Il bambino è stato dunque trasferito dal Bambino Gesù alla Terapia Intensiva Pediatrica (TIP) del Policlinico Gemelli, dove è stato assistito dall’équipe del professor Giorgio Conti (direttore UOC Terapia Intensiva Pediatrica e docente di Anestesia e Rianimazione all’Università Cattolica). Presso la sala di emodinamica della cardiologia del Gemelli è stato quindi sottoposto a una complessa procedura di rivascolarizzazione da un team multidisciplinare, coordinato dal professor Carlo Trani, direttore della UOC Interventistica Cardiologica del Gemelli e Associato di Cardiologia all’Università Cattolica e dal professor Francesco Burzotta, ordinario di Cardiologia all’Università Cattolica e direttore della UOC di Cardiologia del Policlinico Gemelli, coadiuvati dal dottor Matteo Di Nardo, anestesista pediatrico dell’Ospedale Bambino Gesù e dal professor Andrea Scapigliati (docente dell’Università Cattolica) cardio-anestesista del Gemelli. Dopo l’intervento il piccolo è stato nuovamente affidato alle cure dei medici dell’Ospedale Bambino Gesù.

“Il bambino – ricorda il professor Antonio Amodeo, docente dell’Università Cattolica e Direttore della UOC Scompenso, Trapianto e Assistenza Meccanica Cardio-Respiratoria, dell’Ospedale Pediatrico Bambino Gesù, – era affetto da una miocardiopatia dilatativa, per quale è stato necessario impiantare un cuore artificiale, che il piccolo ha tenuto per oltre un anno, come ponte al trapianto, che siamo riusciti ad effettuare

con successo. Purtroppo tra le complicanze del trapianto c’è la vasculopatia da rigetto cronico che, in questo caso, ha determinato l’ostruzione di un vaso del cuore, una patologia tipica dell’età adulta. Per questo abbiamo ritenuto necessario intervenire in collaborazione con i colleghi dell’Università Cattolica e della Fondazione Policlinico Gemelli per affrontare il problema coronarico, che è stato risolto in maniera eccellente”.

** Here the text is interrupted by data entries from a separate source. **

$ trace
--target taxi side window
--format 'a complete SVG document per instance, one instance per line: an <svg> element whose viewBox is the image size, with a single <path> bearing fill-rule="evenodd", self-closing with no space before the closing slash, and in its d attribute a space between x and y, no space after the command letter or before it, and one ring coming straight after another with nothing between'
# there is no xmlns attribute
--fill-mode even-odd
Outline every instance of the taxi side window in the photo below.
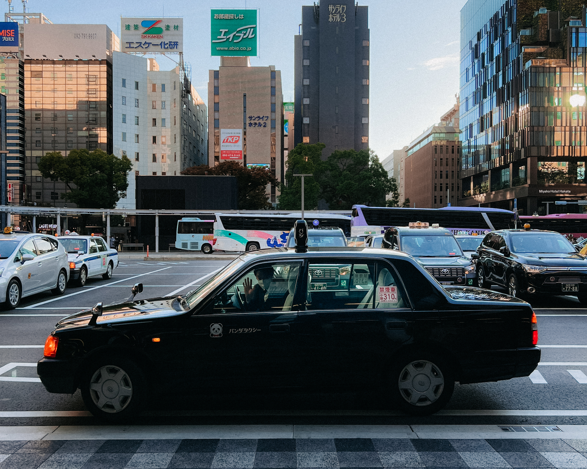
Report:
<svg viewBox="0 0 587 469"><path fill-rule="evenodd" d="M373 307L374 262L311 264L308 310L371 309Z"/></svg>
<svg viewBox="0 0 587 469"><path fill-rule="evenodd" d="M96 242L98 244L98 250L100 251L100 252L104 252L108 250L108 248L106 247L106 245L104 244L104 240L96 239Z"/></svg>
<svg viewBox="0 0 587 469"><path fill-rule="evenodd" d="M298 261L256 266L217 295L201 314L225 314L297 310L296 286L302 263Z"/></svg>
<svg viewBox="0 0 587 469"><path fill-rule="evenodd" d="M29 239L22 245L22 247L21 247L21 254L23 256L25 254L30 254L33 257L36 257L36 248L35 247L35 243L33 243L32 239Z"/></svg>
<svg viewBox="0 0 587 469"><path fill-rule="evenodd" d="M45 237L35 238L35 244L37 247L37 252L41 256L53 251L53 245L49 240Z"/></svg>

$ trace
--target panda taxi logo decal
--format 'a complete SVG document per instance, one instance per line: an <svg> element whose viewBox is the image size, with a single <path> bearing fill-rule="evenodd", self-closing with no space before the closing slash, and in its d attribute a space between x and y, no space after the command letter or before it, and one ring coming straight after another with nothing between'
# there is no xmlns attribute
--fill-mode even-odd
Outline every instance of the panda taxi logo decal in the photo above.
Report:
<svg viewBox="0 0 587 469"><path fill-rule="evenodd" d="M210 324L210 337L222 337L222 324Z"/></svg>

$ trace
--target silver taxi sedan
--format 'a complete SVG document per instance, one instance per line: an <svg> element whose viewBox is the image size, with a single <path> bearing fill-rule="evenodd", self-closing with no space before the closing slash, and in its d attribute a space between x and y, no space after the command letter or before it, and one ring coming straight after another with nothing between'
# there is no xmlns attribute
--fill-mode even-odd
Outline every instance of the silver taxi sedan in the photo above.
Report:
<svg viewBox="0 0 587 469"><path fill-rule="evenodd" d="M59 240L68 253L71 280L83 287L89 277L112 278L112 271L118 266L118 252L109 248L100 236L74 235L60 236Z"/></svg>
<svg viewBox="0 0 587 469"><path fill-rule="evenodd" d="M69 276L68 255L57 239L48 235L0 234L0 302L6 309L21 299L50 290L61 295Z"/></svg>

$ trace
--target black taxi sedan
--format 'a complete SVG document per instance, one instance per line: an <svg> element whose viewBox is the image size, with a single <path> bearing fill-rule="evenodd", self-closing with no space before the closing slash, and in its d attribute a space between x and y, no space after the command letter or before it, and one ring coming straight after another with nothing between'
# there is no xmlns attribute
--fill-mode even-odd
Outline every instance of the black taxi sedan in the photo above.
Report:
<svg viewBox="0 0 587 469"><path fill-rule="evenodd" d="M485 236L477 250L477 285L498 285L528 300L538 294L576 295L587 305L587 258L561 233L525 226Z"/></svg>
<svg viewBox="0 0 587 469"><path fill-rule="evenodd" d="M276 248L241 254L186 295L80 311L47 339L38 373L49 392L80 388L116 420L158 393L379 386L428 414L454 382L526 376L536 317L511 296L443 288L387 249Z"/></svg>

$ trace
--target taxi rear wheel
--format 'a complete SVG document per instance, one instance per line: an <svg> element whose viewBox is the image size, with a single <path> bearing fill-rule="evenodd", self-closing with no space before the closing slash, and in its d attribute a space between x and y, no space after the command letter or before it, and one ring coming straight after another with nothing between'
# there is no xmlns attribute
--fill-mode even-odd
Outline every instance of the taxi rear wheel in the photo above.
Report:
<svg viewBox="0 0 587 469"><path fill-rule="evenodd" d="M17 280L13 278L10 281L6 289L5 308L7 310L14 310L20 304L22 296L22 291L21 289L21 284Z"/></svg>
<svg viewBox="0 0 587 469"><path fill-rule="evenodd" d="M119 422L139 412L145 383L143 372L130 360L106 359L89 367L82 378L82 397L96 417Z"/></svg>
<svg viewBox="0 0 587 469"><path fill-rule="evenodd" d="M438 358L404 359L392 375L400 406L412 415L430 415L444 407L454 390L450 368Z"/></svg>
<svg viewBox="0 0 587 469"><path fill-rule="evenodd" d="M102 278L103 278L104 280L109 280L110 278L112 278L113 269L113 267L112 267L112 263L109 262L108 267L106 268L106 273L102 274Z"/></svg>
<svg viewBox="0 0 587 469"><path fill-rule="evenodd" d="M53 295L62 295L65 292L68 286L68 275L65 270L60 270L57 276L57 284L55 288L51 290Z"/></svg>
<svg viewBox="0 0 587 469"><path fill-rule="evenodd" d="M86 269L85 266L82 266L81 270L79 271L79 278L77 279L77 284L80 287L83 287L86 284L86 281L87 281L87 269Z"/></svg>

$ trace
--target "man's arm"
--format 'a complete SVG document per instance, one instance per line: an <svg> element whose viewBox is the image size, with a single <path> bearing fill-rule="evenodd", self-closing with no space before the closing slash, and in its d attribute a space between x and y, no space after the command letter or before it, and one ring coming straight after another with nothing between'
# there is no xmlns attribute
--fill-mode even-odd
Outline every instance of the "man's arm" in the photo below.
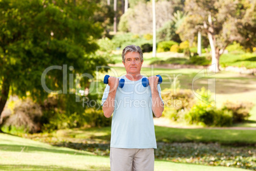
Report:
<svg viewBox="0 0 256 171"><path fill-rule="evenodd" d="M155 76L148 78L152 97L152 111L157 118L159 118L162 116L162 112L164 109L164 104L160 98L159 93L158 92L158 80L159 78Z"/></svg>
<svg viewBox="0 0 256 171"><path fill-rule="evenodd" d="M104 116L108 118L110 118L115 109L115 99L117 86L118 85L118 81L119 79L115 77L110 77L108 78L110 92L108 93L108 98L103 106Z"/></svg>

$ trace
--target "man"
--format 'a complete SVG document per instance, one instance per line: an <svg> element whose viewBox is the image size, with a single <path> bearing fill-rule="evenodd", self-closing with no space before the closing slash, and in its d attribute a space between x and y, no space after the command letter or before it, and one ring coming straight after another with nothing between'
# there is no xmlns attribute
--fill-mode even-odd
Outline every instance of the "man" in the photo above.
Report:
<svg viewBox="0 0 256 171"><path fill-rule="evenodd" d="M111 170L153 170L157 143L152 111L157 118L164 111L159 78L149 77L149 86L142 85L143 55L139 46L126 46L122 57L127 73L119 79L124 79L125 85L120 88L119 79L110 77L102 99L104 115L110 118L113 113Z"/></svg>

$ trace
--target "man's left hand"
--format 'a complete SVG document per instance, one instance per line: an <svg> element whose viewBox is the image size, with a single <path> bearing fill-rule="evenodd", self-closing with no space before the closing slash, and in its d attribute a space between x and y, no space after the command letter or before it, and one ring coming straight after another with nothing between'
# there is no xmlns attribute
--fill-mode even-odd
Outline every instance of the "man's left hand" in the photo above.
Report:
<svg viewBox="0 0 256 171"><path fill-rule="evenodd" d="M148 79L149 85L150 86L151 90L155 89L157 90L158 80L159 79L159 78L156 76L153 76L149 77Z"/></svg>

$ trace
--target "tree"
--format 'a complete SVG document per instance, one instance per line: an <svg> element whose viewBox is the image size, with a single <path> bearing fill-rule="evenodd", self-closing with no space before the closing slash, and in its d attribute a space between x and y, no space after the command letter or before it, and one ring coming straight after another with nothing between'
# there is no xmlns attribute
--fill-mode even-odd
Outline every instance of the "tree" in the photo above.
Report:
<svg viewBox="0 0 256 171"><path fill-rule="evenodd" d="M239 24L248 7L241 0L187 0L188 16L180 27L183 39L194 39L199 30L207 34L212 56L211 70L218 72L219 58L225 48L234 41L241 41Z"/></svg>
<svg viewBox="0 0 256 171"><path fill-rule="evenodd" d="M130 2L130 1L129 1ZM156 29L162 27L164 24L171 20L173 6L171 2L158 1L155 3ZM135 34L152 34L152 3L139 3L133 8L130 8L125 17L121 20L126 20L129 25L129 32ZM120 21L121 23L125 22Z"/></svg>
<svg viewBox="0 0 256 171"><path fill-rule="evenodd" d="M98 48L94 39L103 31L92 19L96 9L86 0L76 5L62 0L0 1L0 116L10 93L42 102L48 94L41 77L51 65L67 64L71 73L94 76L97 65L107 65L93 55ZM64 90L64 79L62 71L52 70L46 84L53 90ZM89 79L80 83L87 85Z"/></svg>
<svg viewBox="0 0 256 171"><path fill-rule="evenodd" d="M238 27L239 33L245 38L241 44L252 51L253 47L256 47L256 1L250 1L244 2L247 10Z"/></svg>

“Questo caso – commenta il professor Carlo Trani – dimostra l’importanza della collaborazione multidisciplinare in situazioni anomale e di questa complessità, per risolvere le quali è fondamentale mettere insieme tante expertise di più centri”.

“Aver affinato la nostra tecnica di disostruzione coronarica in questi anni negli adulti – considera il professor Francesco Burzotta – si è rivelato utile per un bambino con una storia così travagliata. Interventi di angioplastica di questo genere infatti di solito vengono effettuati in centri che hanno un’esperienza specifica, al fine di limitare le complicanze e aumentare il tasso di successo. Siamo impegnati da anni in questo campo, ma è la prima volta che abbiamo offerto questa terapia ad un paziente così giovane”.

Questo caso – conclude il professor Massimo Massetti, Ordinario di Chirurgia cardiaca all’Università Cattolica del Sacro Cuore e Direttore del Dipartimento di Scienze Cardiovascolari del Policlinico Universitario A. Gemelli IRCCS – è paradigmatico della nostra filosofia del prendersi cura del paziente, più che di limitarsi a curarlo. Un approccio che pervaderà tutte le attività del Centro ‘CUORE’ (acronimo di Cardiovascular Unique Offer ReEngineered), il polo dedicato alle patologie cardiovascolari che sta sorgendo all’interno del campus del Gemelli, ma che è già agita ogni giorno all’interno del nostro Dipartimento. Quello del Centro Cuore sarà un modello ‘centripeto’, in opposizione alla frammentazione delle cure tipica delle iperspecializzazioni, che rischia di perdere di vista la centralità del paziente per concentrarsi sulla singola patologia. Un modello sanitario innovativo, value-based, che mette al centro la persona in tutte le fasi del ricovero ospedaliero, avvalendosi di cure, tecnologie di ultima generazione e di expertise multi-disciplinari, anche in collaborazione con altre strutture d’eccellenza, come in questo caso”.